Masha sighed, as if Carmel were not behaving.

‘I know I need to work more exercise into my schedule?’ offered Carmel. Was that what she wanted to hear?

‘Yes,’ said Masha. ‘Yes, you do. But I find this also not so interesting.’

‘When the kids are older I’ll have more time to –’

‘Tell me about when you were schoolgirl,’ interrupted Masha. ‘What were you like? Smart? Top of class? Bottom of class? Naughty? Loud? Shy?’

‘I was mostly near the top of the class,’ said Carmel. Always. ‘Not naughty. Not shy. Not loud.’ She thought about it. ‘Although, I could be very loud. If I felt strongly about something.’

She remembered a heated argument with a teacher who wrote ‘the thunder boomed, the lightening flashed’ on the blackboard. Carmel stood up to correct the teacher’s spelling of ‘lightning’. The teacher didn’t believe her. Carmel wouldn’t back down, even when the teacher yelled at her. She was all-powerful when she knew without doubt that she was in the right. But how often did you know for sure that you were right? Hardly ever.

‘Interesting,’ said Masha. ‘Because right now you do not seem like a very loud person.’

‘You should see me in the morning when I yell at my kids,’ said Carmel.

‘Why have I not seen this “loud” Carmel? Where is she?’

‘Um – we’re not allowed to speak?’

‘That is a good point. But see – even then, when you made a very valid point, you said it like a question. You put this questioning sound at the end of your sentences. Like this? Your voice goes up? Like you are not really sure? Of everything you say?’

Carmel squirmed at Masha’s imitation of her speech patterns. Was that really how she sounded?

‘And your walk,’ said Masha. ‘That is the other thing: I don’t like the way you walk.’

‘You don’t like the way I walk?’ spluttered Carmel. Wasn’t that kind of rude?

Masha stood and came out from behind her desk. ‘This is how you walk right now.’ She rounded her shoulders, dropped her chin and did a scurrying kind of sidestep across the room. ‘Like you are hoping no-one sees you. Why do you do that?’

‘I don’t think I exactly –’

‘Yes, you do.’ Masha sat back down. ‘I don’t think you always walked like this. I think once you walked properly. Do you want your daughters to walk like you walk?’ It was obviously a rhetorical question. ‘You are a woman in the prime of your life! You should march into a room with your head held high! Like you are walking onto a stage, a battlefield!’

Carmel stared. ‘I’ll try?’ she said. She coughed, and remembered to turn it into a statement. ‘I will try. I will try to do that.’

Masha smiled. ‘Good. At first it will feel strange. You will have to fake it. But then you will remember. You will think, Oh, that’s right, this is how I talk, this is how I walk. This is me, Carmel.’ She knocked her closed fist against her heart. ‘This is who I am.’

She leaned forward and lowered her voice. ‘I will tell you a secret.’ Her eyes danced. ‘You will look thinner if you walk like that!’

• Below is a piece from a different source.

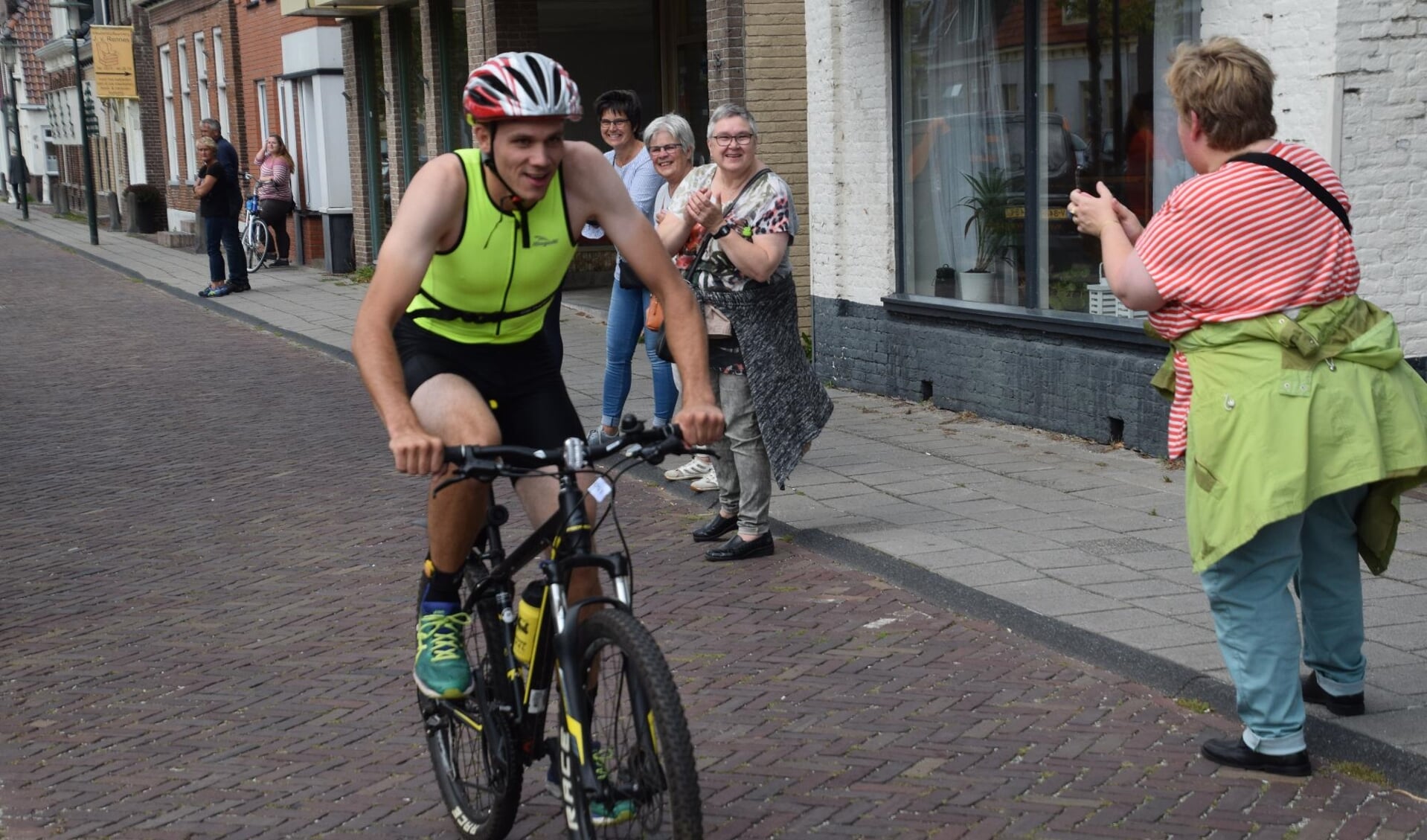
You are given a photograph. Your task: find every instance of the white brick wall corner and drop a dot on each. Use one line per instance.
(853, 237)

Carmel smiled back. Was she joking?

‘Everything will become clearer over the next few days,’ said Masha, with a gesture that made Carmel stand up quickly, as if she’d outstayed her welcome.

Masha pulled a notepad towards her and began to write something down.

Carmel hovered. She tried to put her shoulders back. ‘Could you just tell me how much weight I’ve lost so far?’